In the letter dated 11 April, Sri Lankan police had circulated a document entitled ‘Information of an alleged plan attack’, which contained a warning by an unnamed foreign intelligence agency of possible suicide attacks being planned against Catholic churches and the Indian High Commission in Colombo by NTJ and its leader Mohamed Zahran. Government officials have since indicated that the alleged suicide bombers and those since arrested were affiliated with the group.
NTJ is a relatively unknown radical Islamist group said to have been formed in Kattankudy, a Muslim-dominated town in eastern Sri Lanka, in 2014. The group came to prominence in 2017 when some of its leaders were prosecuted for allegedly making derogatory remarks in a video against Buddhism.
Last year, a group of young Muslim university students, allegedly affiliated to NTJ, were also linked to the vandalising of Buddhist statues, seen as an attempt to instigate tensions between Buddhists and Muslims. It is not known if NTJ has affiliations with international Islamist networks or operated independently, although some experts link its members to Islamic State (IS) as well as Sri Lankan nationals known to have travelled to Syria and Iraq.
Radical Islamist groups have been quietly growing in influence, particularly in the eastern regions of Sri Lanka. Religious organisations known to preach strict interpretations of religious doctrines and practices have also been gaining traction. Security officials believe some of the several dozen Sri Lankan nationals believed to have travelled to Syria in recent years may have returned and engaged in radical activities back home.
According to reports, in January this year, law enforcement agencies had seized a large quantity of explosives, detonators and other weaponry and arrested several individuals in a remote compound in Wanathawilluwa, on the north-western coast. Investigations revealed a group of local Islamists, likely connected to NTJ, was planning to attack several historic Buddhist monuments around the country.

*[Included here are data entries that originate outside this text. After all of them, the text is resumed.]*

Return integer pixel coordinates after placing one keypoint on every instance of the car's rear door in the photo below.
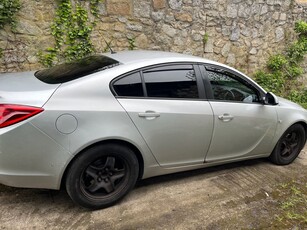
(166, 104)
(243, 126)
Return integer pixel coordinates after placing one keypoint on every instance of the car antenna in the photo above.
(109, 46)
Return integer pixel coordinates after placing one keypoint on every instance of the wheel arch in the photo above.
(304, 124)
(127, 144)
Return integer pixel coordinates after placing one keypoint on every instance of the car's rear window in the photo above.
(74, 70)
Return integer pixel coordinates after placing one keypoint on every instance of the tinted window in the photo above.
(74, 70)
(226, 87)
(130, 85)
(171, 83)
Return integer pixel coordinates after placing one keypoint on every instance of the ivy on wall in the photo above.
(71, 29)
(284, 69)
(8, 10)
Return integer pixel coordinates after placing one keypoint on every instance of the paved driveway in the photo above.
(220, 197)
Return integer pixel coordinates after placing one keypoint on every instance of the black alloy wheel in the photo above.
(102, 175)
(289, 145)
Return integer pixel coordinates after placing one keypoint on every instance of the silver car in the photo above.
(99, 124)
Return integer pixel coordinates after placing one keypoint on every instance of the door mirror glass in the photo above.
(270, 99)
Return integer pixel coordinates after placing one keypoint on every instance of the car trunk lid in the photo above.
(24, 89)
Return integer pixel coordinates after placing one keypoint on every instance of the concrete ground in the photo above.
(225, 197)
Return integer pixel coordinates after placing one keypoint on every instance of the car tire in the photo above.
(289, 145)
(102, 175)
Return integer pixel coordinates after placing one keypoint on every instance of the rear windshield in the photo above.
(74, 70)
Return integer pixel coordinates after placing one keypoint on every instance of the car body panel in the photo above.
(36, 152)
(249, 133)
(187, 124)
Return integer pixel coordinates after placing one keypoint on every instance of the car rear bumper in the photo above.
(30, 158)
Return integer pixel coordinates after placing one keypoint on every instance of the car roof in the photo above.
(129, 57)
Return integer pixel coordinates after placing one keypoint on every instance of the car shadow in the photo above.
(59, 199)
(209, 172)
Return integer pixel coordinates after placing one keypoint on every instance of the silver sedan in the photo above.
(99, 124)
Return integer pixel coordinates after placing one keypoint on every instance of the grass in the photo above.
(292, 205)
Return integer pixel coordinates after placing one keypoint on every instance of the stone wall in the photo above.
(241, 33)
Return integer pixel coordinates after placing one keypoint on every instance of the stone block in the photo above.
(184, 17)
(158, 4)
(175, 4)
(119, 7)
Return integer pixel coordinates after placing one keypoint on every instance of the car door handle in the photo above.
(225, 117)
(149, 114)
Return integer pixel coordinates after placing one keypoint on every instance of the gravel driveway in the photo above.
(229, 196)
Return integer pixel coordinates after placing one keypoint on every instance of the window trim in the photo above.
(163, 66)
(232, 74)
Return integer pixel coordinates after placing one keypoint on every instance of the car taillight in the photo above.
(12, 114)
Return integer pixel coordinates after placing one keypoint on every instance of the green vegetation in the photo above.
(71, 29)
(292, 202)
(8, 10)
(284, 69)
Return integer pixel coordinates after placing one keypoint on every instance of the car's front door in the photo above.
(175, 123)
(243, 126)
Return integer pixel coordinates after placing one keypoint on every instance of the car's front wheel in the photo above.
(102, 175)
(289, 145)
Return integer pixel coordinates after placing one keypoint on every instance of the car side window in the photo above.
(129, 86)
(226, 87)
(177, 82)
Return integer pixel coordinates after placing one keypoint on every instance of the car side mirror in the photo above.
(270, 99)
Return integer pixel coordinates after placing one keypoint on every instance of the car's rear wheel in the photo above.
(102, 175)
(289, 145)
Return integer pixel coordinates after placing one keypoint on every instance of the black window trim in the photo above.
(237, 76)
(163, 66)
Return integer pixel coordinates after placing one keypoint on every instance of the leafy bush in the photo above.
(8, 10)
(71, 30)
(283, 70)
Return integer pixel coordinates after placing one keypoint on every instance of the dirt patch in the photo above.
(248, 194)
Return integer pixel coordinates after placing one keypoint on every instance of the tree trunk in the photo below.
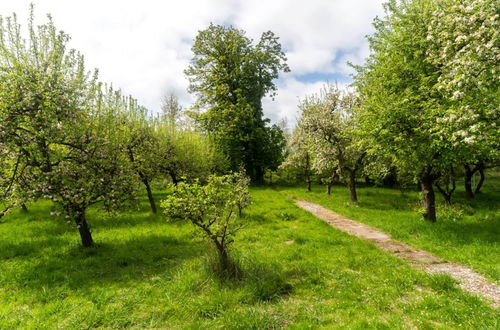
(352, 186)
(445, 194)
(24, 208)
(307, 172)
(428, 198)
(84, 230)
(150, 195)
(481, 181)
(468, 182)
(259, 175)
(2, 213)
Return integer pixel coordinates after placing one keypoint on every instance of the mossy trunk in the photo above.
(24, 208)
(151, 199)
(352, 186)
(481, 181)
(468, 182)
(84, 229)
(428, 198)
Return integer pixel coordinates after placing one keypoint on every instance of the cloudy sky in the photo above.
(144, 46)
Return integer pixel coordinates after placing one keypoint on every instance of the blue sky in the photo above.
(144, 46)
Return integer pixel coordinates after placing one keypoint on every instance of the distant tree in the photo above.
(230, 76)
(187, 155)
(401, 109)
(142, 147)
(170, 108)
(329, 123)
(300, 157)
(212, 208)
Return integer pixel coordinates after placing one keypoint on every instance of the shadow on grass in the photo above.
(263, 281)
(79, 268)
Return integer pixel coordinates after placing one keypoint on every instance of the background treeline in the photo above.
(424, 108)
(67, 137)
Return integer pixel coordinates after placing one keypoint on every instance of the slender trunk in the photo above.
(259, 175)
(468, 182)
(150, 194)
(308, 174)
(2, 213)
(428, 198)
(84, 229)
(481, 181)
(223, 256)
(352, 186)
(445, 194)
(24, 208)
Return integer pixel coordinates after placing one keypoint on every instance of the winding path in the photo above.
(468, 279)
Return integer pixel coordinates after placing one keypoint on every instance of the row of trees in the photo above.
(67, 137)
(425, 105)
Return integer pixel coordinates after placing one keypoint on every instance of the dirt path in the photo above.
(468, 279)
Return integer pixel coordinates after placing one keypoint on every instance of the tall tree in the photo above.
(328, 121)
(171, 108)
(464, 42)
(230, 76)
(401, 107)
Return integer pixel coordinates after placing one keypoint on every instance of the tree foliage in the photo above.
(212, 208)
(230, 76)
(56, 123)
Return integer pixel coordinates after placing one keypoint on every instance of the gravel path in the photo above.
(468, 279)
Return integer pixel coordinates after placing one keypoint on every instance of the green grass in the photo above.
(298, 272)
(467, 232)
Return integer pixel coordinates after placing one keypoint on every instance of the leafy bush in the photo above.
(211, 207)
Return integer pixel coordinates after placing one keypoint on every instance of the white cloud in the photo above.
(144, 46)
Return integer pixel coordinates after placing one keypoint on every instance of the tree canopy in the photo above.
(230, 76)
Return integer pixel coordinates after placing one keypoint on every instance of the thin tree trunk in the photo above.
(24, 208)
(445, 194)
(308, 174)
(259, 175)
(428, 198)
(352, 186)
(150, 195)
(481, 181)
(2, 213)
(468, 182)
(83, 228)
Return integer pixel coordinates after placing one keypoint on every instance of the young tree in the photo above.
(186, 155)
(142, 146)
(328, 121)
(211, 207)
(57, 122)
(230, 76)
(464, 44)
(400, 107)
(300, 157)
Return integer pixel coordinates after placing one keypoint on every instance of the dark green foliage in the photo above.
(230, 76)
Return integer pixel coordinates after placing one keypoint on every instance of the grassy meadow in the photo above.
(296, 271)
(467, 232)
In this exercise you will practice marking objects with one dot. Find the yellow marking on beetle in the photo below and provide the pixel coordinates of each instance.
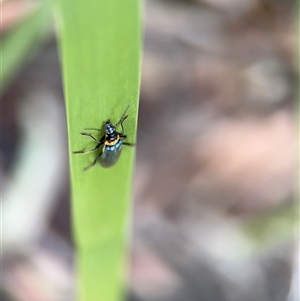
(112, 142)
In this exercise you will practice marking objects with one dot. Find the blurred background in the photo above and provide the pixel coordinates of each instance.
(215, 216)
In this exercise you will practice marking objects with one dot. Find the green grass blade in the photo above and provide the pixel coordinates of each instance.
(19, 45)
(100, 47)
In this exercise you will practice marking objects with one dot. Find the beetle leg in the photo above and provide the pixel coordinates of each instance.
(94, 163)
(90, 150)
(129, 144)
(94, 129)
(89, 135)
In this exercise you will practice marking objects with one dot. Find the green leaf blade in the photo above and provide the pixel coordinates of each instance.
(100, 46)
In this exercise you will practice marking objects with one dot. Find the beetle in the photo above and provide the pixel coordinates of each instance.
(112, 142)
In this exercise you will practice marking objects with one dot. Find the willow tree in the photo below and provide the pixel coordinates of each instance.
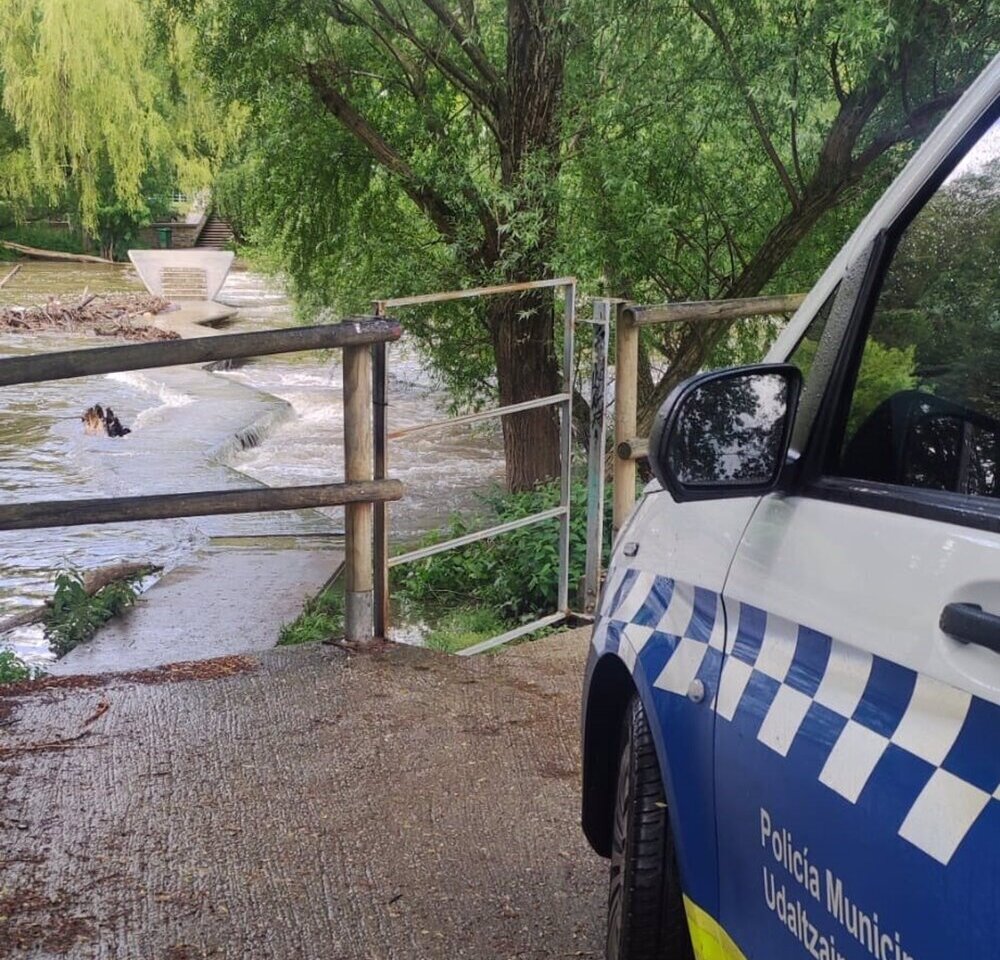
(794, 116)
(101, 104)
(669, 150)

The decade following the end of Sri Lanka’s civil war has been largely peaceful – with few reports of terrorism-related attacks. Yet, there are clear signs that the peace is fragile; relations between the different religious groups in the country have been affected by global and regional extremism. In recent years, resurgent hardline Buddhist groups have perpetrated a series of incidents of violence against Muslim and Christian communities.

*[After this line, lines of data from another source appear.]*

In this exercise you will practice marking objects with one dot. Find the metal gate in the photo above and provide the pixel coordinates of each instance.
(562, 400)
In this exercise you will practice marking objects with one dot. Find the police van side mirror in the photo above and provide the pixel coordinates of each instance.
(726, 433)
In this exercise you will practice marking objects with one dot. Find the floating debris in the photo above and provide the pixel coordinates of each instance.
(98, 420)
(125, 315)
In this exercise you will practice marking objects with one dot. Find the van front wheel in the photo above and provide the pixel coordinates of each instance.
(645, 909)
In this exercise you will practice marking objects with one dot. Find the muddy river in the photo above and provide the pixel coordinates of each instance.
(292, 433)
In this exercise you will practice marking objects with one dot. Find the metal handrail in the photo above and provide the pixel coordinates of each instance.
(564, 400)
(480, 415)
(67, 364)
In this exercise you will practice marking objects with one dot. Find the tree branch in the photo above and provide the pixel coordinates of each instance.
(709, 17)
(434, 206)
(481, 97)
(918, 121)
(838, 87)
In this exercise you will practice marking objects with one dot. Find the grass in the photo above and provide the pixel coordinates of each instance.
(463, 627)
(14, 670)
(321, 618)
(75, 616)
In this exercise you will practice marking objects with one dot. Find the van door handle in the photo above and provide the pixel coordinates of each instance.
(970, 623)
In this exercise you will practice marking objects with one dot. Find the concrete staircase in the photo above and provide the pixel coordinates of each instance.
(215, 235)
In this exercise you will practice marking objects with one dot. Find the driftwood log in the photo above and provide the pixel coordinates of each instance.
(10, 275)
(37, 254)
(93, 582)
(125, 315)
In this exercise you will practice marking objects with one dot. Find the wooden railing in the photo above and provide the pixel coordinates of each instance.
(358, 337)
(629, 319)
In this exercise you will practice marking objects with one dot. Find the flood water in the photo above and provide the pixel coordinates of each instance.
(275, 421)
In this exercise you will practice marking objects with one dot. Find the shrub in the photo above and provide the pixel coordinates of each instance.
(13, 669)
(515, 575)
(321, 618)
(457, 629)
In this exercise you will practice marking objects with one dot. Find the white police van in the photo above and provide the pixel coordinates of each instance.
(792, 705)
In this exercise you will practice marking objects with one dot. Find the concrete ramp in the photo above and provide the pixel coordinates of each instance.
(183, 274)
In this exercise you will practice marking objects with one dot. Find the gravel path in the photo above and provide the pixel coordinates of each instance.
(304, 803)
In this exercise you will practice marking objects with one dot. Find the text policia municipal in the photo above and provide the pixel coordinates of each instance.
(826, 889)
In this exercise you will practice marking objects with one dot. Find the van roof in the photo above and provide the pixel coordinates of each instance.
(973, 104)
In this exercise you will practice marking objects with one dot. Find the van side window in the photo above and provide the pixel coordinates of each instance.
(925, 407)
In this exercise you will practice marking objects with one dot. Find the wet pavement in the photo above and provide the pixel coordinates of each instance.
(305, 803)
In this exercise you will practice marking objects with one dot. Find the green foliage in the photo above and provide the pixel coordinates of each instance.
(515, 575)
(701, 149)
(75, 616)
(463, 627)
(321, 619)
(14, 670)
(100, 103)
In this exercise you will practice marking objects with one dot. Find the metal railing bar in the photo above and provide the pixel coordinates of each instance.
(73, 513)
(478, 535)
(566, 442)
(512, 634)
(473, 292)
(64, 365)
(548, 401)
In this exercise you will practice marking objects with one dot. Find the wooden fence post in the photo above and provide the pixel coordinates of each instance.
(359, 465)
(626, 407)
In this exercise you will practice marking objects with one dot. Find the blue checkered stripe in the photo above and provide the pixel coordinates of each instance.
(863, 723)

Sunday’s attacks targeting Christians represents another turn toward more religio-political violence. Although no group immediately claimed credit, supporters of IS were quick to frame the assault as revenge for attacks on Muslims and mosques. If so, it is still a mystery why the Christians were attacked when the Islamists’ grievance was possibly more in retaliation against rising Buddhist extremism.
Given tenuous Buddhist-Muslim relations, a fear of reprisal attacks by hardline elements within the Sinhalese Buddhist majority against Muslims in Sri Lanka looms large, which the authorities will have to guard against, while also conducting a swift and thorough investigation into Sunday’s terrorist attacks. On this score, the Sri Lankan communities and government will need to work in concert to ensure that the country does not slide back into its internecine past.
*Amresh Gunasingham is an Associate Editor with the International Centre for Political Violence and Terrorism Research (ICPVTR), a constituent unit of the S. Rajaratnam School of International Studies (RSIS), Nanyang Technological University (NTU), Singapore.